Piketty stressed that education reform and progressive taxation were not substitutes; complementary approaches that work together. But, he added, the idea that we need to resist taxation to keep incentives and productivity growth “just doesn’t square with the facts.”
Since effective solutions depend on the true drivers of inequality, moderator James J. Heckman pressed panelists to quantify how much of inequality could be attributed to the causes under discussion. Estimates were hard to come by.
Durlauf said measurement is tough because it’s increasingly clear that psychological and sociological as well as economic factors are involved, and there are methodological challenges in parsing out causal factors. The good news is that the research he cited is moving us toward emerging fields of psychological economics and sociological economics, but they still in their infancy.
Durlauf worried that in discussions of inequality, “income is being reified as the only thing to change.” He called for more focus on flourishing—a vague but important notion.
“The difference between France and US is not just income but what’s happening to kids in their early years.

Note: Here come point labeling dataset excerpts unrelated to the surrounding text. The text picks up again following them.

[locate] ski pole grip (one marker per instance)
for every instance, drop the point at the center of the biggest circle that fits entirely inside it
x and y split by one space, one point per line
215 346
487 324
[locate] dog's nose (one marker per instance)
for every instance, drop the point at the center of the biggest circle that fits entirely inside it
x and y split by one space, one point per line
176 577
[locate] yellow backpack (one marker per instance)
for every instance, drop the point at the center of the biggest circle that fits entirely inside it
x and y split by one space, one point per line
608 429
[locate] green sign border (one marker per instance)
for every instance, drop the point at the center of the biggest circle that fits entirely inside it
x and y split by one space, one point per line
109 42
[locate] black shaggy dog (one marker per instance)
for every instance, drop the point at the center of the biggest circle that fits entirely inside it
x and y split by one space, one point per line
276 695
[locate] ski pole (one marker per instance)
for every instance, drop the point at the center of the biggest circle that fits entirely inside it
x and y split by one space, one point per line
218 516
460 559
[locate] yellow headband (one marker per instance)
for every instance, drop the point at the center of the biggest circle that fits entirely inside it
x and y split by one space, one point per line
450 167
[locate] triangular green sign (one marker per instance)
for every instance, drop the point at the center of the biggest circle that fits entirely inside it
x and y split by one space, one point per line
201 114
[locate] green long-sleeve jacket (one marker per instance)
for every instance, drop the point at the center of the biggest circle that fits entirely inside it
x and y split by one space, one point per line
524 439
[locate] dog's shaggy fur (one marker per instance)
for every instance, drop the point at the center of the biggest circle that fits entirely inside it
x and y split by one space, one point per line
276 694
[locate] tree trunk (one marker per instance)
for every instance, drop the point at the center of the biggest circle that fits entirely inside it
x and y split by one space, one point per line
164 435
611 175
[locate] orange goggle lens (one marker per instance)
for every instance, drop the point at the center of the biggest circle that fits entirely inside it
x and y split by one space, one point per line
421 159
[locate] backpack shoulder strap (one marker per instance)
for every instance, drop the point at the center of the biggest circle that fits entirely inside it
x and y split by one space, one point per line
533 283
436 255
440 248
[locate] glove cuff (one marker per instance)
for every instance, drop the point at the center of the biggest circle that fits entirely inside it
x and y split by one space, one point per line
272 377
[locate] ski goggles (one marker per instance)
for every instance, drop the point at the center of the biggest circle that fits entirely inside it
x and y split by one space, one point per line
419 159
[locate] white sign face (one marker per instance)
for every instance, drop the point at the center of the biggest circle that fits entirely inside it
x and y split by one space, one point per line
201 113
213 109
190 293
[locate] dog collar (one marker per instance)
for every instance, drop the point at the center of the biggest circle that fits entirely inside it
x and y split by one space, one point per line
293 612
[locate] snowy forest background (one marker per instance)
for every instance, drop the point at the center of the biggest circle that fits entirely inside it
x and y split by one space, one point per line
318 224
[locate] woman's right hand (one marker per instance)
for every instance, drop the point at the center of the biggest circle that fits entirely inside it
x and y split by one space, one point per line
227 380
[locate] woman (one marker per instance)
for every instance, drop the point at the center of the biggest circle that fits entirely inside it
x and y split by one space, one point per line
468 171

The policy we need may not be income adjustment but palliative measures on other dimensions,” Durlauf said. “My argument is not for progressive taxes but for progressivism, policies that address these imbalances.”
All agreed that inequality was a complicated problem to solve, but Murphy saw hope in small changes. “You might say, ‘We can’t rescue everybody;not everybody is going to be able to get more human capital.’ The saving grace of economics is you don’t have to.
"If we were to increase the human capital of some segment of population that is not keeping up, they would benefit, but the remaining low-skilled workers would also benefit because there would be less competing supply of unskilled workers. That would mean higher wages, and that could incentivize them to be more attached to the labor force."